QUIC has many advantages over existing TLS over TCP implementation:
High-performance low latency of connection handshake with one round trip or zero round trip.
QUIC reduces the overhead during connection setup. As most of the network connections will demand TLS, QUIC exchanges the TLS keys in the initial handshake process. When the client opens a connection, the response contains the data needed for further encryption. This eliminates the need to set up the TCP connection and then negotiate the security protocol over TLS. And most important it saves round trips during connection setup and thus reduces the overall connection setup latency.
QUIC runs over UDP
QUIC runs over UDP not TCP. QUIC stream is separately flow controlled and lost data retransmitted at the level of QUIC, not UDP. This means that if an error occurs in one stream would not affect the other streams in the same connection. For the application over the QUIC layer, data processing will not be blocked due to some error in a single multiplexed stream thus improving the parallelization and overall performance.
End-to-end encryption, handshake authentication via TLS 1.3
Allowing one connection carries multiple streams for parallelization.
Improved congestion control, pluggable congestion control policies
Application over QUIC, runs closely to QUIC stack can do flow control on its own and also get involved for congestion control.
This makes the Application very flexible for priority traffic, rate-limiting, and managing overloaded situations.
Multipath support for smooth connection migration
QUIC supports connection migrations on both server and client side, that makes connection can get kept alive even lower layer network is switched such like the client is moving from Wifi access network to cellular network (4G, 5G).
Existing networks can be supported without retrofitting or upgrading
QUIC has become the underlying transport protocol for the next-generation Internet protocol, HTTP/3.
Introduction to the HTTP/3 protocol
In October 2018, the IETF's HTTP and QUIC Working Group jointly decided to name HTTP mapping over QUIC as HTTP/3 in order to accelerate its adoption as a global standard. On June 6, 2022, the IETF standardized HTTP/3 to RFC (https://datatracker.ietf.org/doc/html/rfc9114).
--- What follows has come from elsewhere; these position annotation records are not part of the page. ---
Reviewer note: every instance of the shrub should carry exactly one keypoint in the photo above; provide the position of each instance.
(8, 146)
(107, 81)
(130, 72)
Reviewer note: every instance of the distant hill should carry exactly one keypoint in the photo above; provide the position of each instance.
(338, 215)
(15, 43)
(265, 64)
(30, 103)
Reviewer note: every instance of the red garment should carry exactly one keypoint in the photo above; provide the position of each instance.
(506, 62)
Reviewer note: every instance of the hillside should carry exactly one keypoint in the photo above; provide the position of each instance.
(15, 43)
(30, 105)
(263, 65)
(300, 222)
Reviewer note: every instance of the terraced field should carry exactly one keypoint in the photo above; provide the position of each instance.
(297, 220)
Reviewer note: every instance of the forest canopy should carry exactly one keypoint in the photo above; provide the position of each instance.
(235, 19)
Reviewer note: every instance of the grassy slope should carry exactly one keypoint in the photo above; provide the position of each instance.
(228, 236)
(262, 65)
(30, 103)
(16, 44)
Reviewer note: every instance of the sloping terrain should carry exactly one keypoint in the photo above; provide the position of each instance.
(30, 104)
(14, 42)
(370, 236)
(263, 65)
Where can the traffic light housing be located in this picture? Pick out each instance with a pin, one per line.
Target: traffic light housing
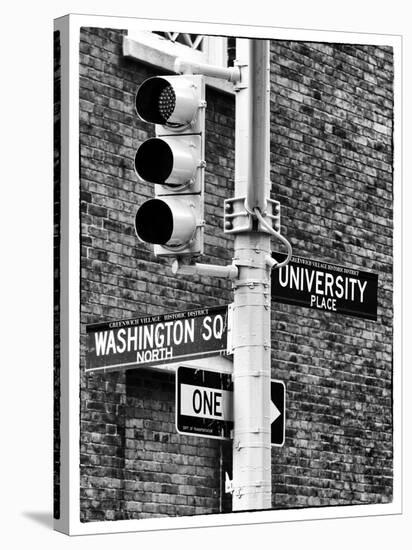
(174, 162)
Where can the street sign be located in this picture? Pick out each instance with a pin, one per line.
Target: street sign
(157, 340)
(204, 405)
(277, 412)
(325, 286)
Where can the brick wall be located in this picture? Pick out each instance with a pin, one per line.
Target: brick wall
(331, 169)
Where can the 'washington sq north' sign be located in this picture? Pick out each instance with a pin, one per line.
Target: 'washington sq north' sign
(325, 286)
(159, 339)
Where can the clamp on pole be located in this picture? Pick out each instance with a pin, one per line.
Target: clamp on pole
(209, 270)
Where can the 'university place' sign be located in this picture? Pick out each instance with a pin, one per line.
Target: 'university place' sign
(325, 286)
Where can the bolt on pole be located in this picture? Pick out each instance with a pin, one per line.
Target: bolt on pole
(251, 306)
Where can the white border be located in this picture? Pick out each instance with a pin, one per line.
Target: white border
(70, 522)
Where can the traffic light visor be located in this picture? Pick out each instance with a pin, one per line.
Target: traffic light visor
(154, 222)
(154, 160)
(168, 222)
(156, 100)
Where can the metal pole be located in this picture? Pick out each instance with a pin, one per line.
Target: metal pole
(251, 308)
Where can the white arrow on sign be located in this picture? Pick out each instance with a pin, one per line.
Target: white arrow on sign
(274, 412)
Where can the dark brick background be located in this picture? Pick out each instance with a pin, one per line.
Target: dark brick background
(331, 161)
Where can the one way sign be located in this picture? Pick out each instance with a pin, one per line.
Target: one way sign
(204, 405)
(277, 412)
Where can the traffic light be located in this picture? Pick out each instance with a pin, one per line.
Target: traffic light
(174, 162)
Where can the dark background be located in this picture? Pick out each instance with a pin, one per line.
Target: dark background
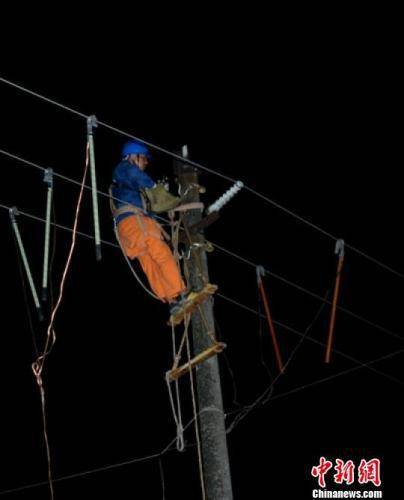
(314, 125)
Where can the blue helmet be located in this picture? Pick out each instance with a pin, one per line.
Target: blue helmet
(135, 148)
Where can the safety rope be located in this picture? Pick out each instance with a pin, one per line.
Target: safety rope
(38, 365)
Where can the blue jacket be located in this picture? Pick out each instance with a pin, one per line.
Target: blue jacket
(127, 181)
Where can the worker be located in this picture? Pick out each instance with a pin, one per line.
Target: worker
(140, 235)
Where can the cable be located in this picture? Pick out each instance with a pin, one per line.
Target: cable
(206, 169)
(326, 379)
(242, 259)
(308, 292)
(243, 306)
(165, 450)
(266, 395)
(287, 327)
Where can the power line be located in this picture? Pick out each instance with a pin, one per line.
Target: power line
(219, 247)
(108, 467)
(297, 332)
(170, 445)
(308, 292)
(243, 306)
(325, 379)
(211, 171)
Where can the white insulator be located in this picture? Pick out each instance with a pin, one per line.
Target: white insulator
(225, 198)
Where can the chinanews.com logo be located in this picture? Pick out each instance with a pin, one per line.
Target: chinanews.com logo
(347, 473)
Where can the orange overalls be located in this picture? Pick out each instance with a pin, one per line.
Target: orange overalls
(141, 237)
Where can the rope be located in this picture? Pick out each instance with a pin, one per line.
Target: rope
(242, 259)
(266, 395)
(228, 299)
(206, 169)
(191, 377)
(176, 411)
(38, 365)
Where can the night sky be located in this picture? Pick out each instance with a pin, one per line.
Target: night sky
(314, 130)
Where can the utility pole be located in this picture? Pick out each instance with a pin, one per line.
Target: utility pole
(215, 456)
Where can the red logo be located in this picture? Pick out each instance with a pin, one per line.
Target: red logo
(368, 471)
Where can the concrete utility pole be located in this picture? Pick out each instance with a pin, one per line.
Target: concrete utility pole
(216, 466)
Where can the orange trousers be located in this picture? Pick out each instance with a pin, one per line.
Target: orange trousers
(141, 237)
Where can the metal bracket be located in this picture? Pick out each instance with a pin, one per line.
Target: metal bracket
(91, 123)
(48, 177)
(340, 248)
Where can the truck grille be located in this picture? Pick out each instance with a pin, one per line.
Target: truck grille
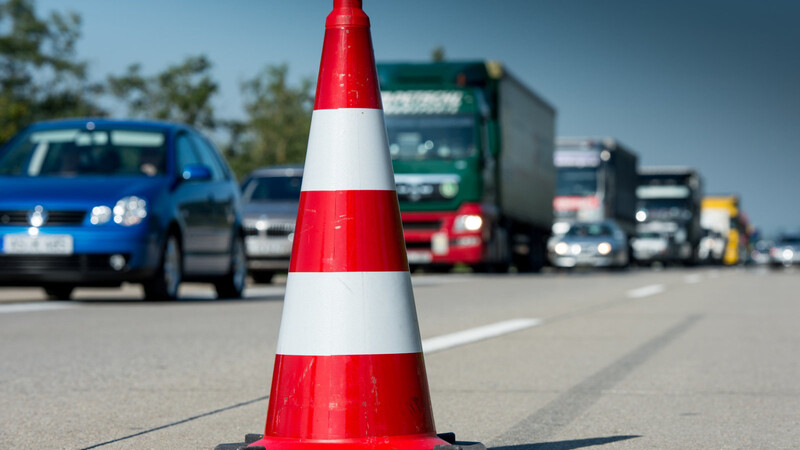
(272, 230)
(54, 218)
(432, 225)
(426, 245)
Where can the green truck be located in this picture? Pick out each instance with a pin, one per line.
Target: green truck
(472, 150)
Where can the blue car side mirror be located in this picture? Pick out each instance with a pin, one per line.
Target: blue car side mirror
(196, 172)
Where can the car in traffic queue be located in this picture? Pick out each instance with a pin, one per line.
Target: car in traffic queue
(101, 202)
(270, 196)
(590, 244)
(786, 251)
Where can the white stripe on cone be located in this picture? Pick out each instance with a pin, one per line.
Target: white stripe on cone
(348, 150)
(348, 313)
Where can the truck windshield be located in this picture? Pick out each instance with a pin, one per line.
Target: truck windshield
(431, 137)
(576, 181)
(272, 189)
(78, 152)
(664, 203)
(589, 230)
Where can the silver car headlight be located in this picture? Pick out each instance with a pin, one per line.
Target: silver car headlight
(130, 211)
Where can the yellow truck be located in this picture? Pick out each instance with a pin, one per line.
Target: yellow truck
(721, 214)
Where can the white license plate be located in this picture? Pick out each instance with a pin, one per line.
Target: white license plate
(23, 244)
(418, 257)
(258, 246)
(440, 243)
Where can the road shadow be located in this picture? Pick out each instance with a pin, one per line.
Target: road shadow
(567, 445)
(186, 301)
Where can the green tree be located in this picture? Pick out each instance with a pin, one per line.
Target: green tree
(40, 76)
(437, 54)
(278, 117)
(181, 93)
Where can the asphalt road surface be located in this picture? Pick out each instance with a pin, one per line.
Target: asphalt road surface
(704, 358)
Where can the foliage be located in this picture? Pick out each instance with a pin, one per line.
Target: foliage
(278, 117)
(180, 93)
(40, 76)
(437, 54)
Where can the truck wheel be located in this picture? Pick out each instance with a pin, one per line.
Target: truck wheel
(262, 276)
(232, 284)
(165, 283)
(533, 261)
(58, 291)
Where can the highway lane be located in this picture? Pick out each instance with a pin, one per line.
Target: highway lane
(703, 358)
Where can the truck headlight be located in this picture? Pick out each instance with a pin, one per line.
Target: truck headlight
(604, 248)
(100, 215)
(469, 222)
(130, 211)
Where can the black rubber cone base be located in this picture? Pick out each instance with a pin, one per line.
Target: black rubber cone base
(450, 438)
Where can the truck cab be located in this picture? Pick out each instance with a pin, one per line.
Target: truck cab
(471, 149)
(596, 181)
(669, 206)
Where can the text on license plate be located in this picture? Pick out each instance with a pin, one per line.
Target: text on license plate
(23, 244)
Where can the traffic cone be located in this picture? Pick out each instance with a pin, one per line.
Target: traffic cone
(349, 370)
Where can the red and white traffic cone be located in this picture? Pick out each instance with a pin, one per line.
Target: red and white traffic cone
(349, 370)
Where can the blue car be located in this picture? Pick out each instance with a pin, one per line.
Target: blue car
(101, 202)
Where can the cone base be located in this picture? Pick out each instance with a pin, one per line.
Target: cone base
(410, 442)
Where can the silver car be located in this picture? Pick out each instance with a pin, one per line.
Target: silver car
(786, 251)
(592, 244)
(270, 199)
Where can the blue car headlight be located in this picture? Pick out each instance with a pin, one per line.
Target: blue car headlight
(130, 211)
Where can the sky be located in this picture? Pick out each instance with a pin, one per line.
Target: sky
(712, 84)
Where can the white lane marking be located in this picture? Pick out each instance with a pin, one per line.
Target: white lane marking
(646, 291)
(34, 307)
(693, 278)
(446, 341)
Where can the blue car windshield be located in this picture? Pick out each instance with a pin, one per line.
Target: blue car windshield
(79, 152)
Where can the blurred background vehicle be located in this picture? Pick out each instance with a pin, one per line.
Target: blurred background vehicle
(760, 251)
(722, 214)
(101, 202)
(669, 201)
(472, 151)
(270, 197)
(591, 244)
(712, 247)
(651, 247)
(597, 181)
(786, 250)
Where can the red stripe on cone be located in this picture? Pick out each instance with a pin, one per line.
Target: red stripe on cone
(349, 397)
(347, 74)
(348, 231)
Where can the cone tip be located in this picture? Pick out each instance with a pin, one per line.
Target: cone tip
(347, 13)
(347, 4)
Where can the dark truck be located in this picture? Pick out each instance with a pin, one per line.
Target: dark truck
(472, 151)
(597, 181)
(668, 215)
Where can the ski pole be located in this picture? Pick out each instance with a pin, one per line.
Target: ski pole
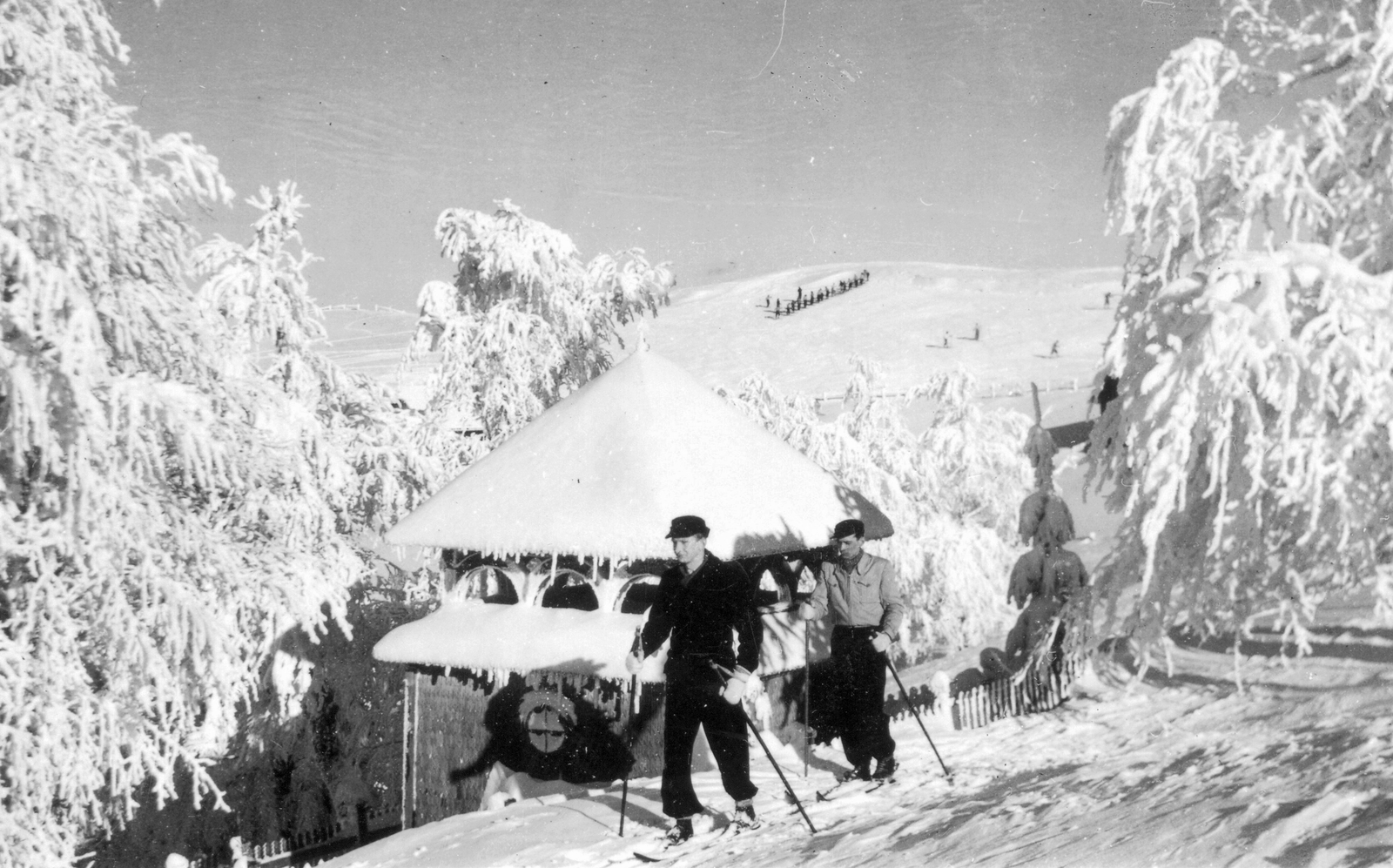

The goal of HTTP/3 is to provide fast, reliable and secure Web connections on all types of devices by solving the transport-related problems of HTTP/2. HTTP/3 uses similar semantics to the HTTP/2 version, including the same request methods, status codes and message fields. The fundamental difference is that HTTP/2 uses TCP/TLS as the underlying protocol, whereas HTTP/3 uses QUIC.
According to W3Techs, at least 40% of Internet traffic is over QUIC, and 25% of the top 10 million websites already support the HTTP/3 protocol, including top-streaming sites such as Google, Youtube, Facebook, etc.
Prospects for QUIC in MQTT communication scenarios
MQTT is a connection-based IoT communication protocol with a compact message structure that enables stable transmission over severely constrained hardware devices and low-bandwidth, high-latency networks. The keep alive mechanism, will message, QoS, and many other features can cope with various IoT scenarios.
Nevertheless, the MQTT protocol has inherent drawbacks in certain complex network environments due to underlying TCP transport protocol limitations.
- Frequent connection interruptions due to network switching
- Difficult to re-establish connection after disconnection: the operating system is slow to release resources after disconnection, and the application layer cannot sense the disconnection status in time, and the Server/Client overhead is high when reconnecting
- In a weak spotty network environment, data transmission is blocked by congestion, packet loss, and retransmission
For example, connected vehicle users usually face similar problems: vehicles may run in mountainous areas, mines, tunnels, etc., which can cause connection interruptions when entering signal dead zones or passively switching base stations(also referred to as spotty network). Frequent connection interruptions and slow connection establishment can lead to poor user experience. In some services with high requirements for real-time data transmission and stability, such as the L4 driverless vehicle, it costs a lot for customers to mitigate this problem.
In these scenarios, the low connection overhead and multi-path support of QUIC shows its strengths. After deeper exploration, we believe that MQTT over QUIC is a great solution to this dilemma - based on QUIC's 0 RTT/1 RTT reconnect/new capability and migration support, it can effectively improve user experience in weak networks and irregular network paths.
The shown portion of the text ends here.